North Korea already has satellites in place to deploy a devastating EMP (electromagnetic pulse) attack against the United States, an expert on the region has warned Washington.
As The Independent reports , Dr. Peter Vincent Pry, executive director of the Task Force on National and Homeland Security and a member of a US Congress committee on EMPs, believes that the secretive Asian nation has satellites in place capable of deploying a devastating EMP against the American mainland.
In fact, North Korea is believed to have at least two satellites crossing parts of North America as they complete their estimated 94-minute orbit around the Earth, launched in 2012 and 2016. If a nuclear payload were attached to one of those satellites, says The Daily Star , it could theoretically be used to launch a devastating EMP attack .
“I think what they are mainly going for is the unhardened electric grid. Transportation, communications, all of the other civilian critical infrastructure that we depend upon to keep our population alive.”
Specifically, says Pry, North Korea is using those satellites to practice a “cyber age” version of “battleship diplomacy,” which they are using as leverage should the US impose more sanctions against the Asian regime.
According to Vice , EMP’s were first observed as a result of atomic bomb testing. Essentially, the blast from the nuclear warhead produces a “pulse” of electromagnetic energy that can disrupt the machines and systems that rely on electricity. If deployed across a wide enough area, and EMP could disrupt not only electrical appliances but also the banking industry, the computer and internet industries, the financial industry — indeed, a target EMP attack could “ send a major city back to the Stone Age , or knock out a strategically significant military installation in an instant,” according to Pry.
“Nine out of ten Americans could die from starvation, disease, and societal collapse, if the blackout lasted a year.”
And in fact, the U.S. military is indeed reportedly moving some equipment to shielded bunkers to protect it from an EMP attack.
However, as of this writing, the threat of an EMP attack, particularly from North Korea, is more theoretical than real, Sim Tack, a military analyst at the global intelligence firm Stratfor, tells Vice .
“It’s not that EMPs are not a threat.

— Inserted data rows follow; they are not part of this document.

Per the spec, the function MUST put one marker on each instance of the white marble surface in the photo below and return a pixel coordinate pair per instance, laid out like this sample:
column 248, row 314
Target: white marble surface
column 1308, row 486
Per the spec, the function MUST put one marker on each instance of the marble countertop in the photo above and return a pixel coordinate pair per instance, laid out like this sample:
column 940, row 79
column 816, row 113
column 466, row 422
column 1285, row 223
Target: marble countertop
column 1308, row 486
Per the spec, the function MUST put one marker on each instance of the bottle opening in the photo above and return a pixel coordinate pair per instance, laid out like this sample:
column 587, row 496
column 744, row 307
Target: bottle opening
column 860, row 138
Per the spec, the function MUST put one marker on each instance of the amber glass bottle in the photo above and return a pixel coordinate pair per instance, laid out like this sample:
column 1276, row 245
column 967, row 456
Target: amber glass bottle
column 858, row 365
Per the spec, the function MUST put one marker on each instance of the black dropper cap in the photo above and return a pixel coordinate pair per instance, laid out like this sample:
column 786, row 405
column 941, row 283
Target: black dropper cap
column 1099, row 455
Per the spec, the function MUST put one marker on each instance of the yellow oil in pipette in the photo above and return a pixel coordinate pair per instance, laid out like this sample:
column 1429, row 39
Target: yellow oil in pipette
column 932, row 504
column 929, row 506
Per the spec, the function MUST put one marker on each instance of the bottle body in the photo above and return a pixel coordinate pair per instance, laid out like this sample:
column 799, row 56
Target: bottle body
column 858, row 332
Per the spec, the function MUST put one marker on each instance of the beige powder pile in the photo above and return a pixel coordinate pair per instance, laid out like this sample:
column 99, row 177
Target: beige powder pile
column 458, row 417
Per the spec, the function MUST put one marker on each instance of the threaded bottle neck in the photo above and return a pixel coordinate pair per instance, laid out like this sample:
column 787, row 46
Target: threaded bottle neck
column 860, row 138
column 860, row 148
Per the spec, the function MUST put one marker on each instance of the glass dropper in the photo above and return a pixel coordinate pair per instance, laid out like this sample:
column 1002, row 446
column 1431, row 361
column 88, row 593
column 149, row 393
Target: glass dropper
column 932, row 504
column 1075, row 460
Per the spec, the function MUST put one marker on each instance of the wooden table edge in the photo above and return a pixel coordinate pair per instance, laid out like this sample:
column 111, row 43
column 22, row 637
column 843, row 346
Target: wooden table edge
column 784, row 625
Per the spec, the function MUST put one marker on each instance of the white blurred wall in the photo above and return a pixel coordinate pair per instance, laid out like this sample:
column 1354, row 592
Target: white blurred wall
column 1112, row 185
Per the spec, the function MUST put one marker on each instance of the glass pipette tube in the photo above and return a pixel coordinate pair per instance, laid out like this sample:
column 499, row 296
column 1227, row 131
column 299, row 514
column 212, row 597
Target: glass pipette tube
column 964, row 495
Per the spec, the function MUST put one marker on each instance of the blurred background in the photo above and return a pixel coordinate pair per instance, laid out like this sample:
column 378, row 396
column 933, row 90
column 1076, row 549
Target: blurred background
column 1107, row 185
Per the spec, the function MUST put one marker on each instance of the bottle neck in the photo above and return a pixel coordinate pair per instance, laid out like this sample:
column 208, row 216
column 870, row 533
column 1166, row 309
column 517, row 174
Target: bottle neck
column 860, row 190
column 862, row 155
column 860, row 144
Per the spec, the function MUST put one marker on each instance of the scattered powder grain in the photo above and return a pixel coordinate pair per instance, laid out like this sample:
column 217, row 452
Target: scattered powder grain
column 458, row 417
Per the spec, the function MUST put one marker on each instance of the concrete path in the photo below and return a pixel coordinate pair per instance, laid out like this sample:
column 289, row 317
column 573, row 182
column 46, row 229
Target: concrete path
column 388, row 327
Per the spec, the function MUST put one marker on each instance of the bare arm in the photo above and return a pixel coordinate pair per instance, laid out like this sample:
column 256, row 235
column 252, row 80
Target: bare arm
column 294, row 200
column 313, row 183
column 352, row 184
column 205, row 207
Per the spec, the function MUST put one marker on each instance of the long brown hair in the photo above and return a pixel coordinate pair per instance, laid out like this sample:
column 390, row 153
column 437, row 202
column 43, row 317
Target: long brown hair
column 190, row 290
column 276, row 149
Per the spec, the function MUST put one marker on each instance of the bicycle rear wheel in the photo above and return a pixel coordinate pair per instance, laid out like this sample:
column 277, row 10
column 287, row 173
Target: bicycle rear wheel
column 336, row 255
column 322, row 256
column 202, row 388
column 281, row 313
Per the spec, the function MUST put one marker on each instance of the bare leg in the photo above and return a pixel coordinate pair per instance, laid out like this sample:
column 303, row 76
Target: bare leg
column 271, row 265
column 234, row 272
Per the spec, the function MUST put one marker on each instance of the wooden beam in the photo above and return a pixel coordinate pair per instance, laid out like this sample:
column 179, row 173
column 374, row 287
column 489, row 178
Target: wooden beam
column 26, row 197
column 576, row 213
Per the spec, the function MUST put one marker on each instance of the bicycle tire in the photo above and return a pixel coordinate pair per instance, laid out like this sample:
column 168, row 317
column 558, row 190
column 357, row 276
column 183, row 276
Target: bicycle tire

It’s just that—although the effect would be massive—currently they’re not really a risk apart from nuclear strikes, so highlighting them as the greatest threat there is might not be entirely realistic.”
In fact, from a cost-to-benefit standpoint, says Tack, the North Koreans would be better off sending saboteurs to place conventional explosives around power stations than they would trying to deploy EMP weapons.
The U.S.-Korea Institute also agrees that the possibility of North Korea successfully deploying an EMP against the U.S., or anywhere for that matter, is next to nothing.
“Such an attack from North Korea is unlikely, as it would require the North to have much larger nuclear weapons and the missile capability to deliver them.”
If anyone has anything to fear from a North Korean military assault, it’s not necessarily the U.S. It’s South Korea and Japan. Both nations are easily within range of North Korea’s conventional weapons. Further, they have plenty of them, and they have the capability of delivering them.
However, as the Trump administration ramps up its war of words with the Kim Jong-Un regime, the possibility of the U.S. being dragged into a war with North Korea, either directly or indirectly, increases by the day. By almost all interpretations, however, the possibility of the North Koreans successfully deploying and EMP or any other kind of attack against the mainland USA seems remote.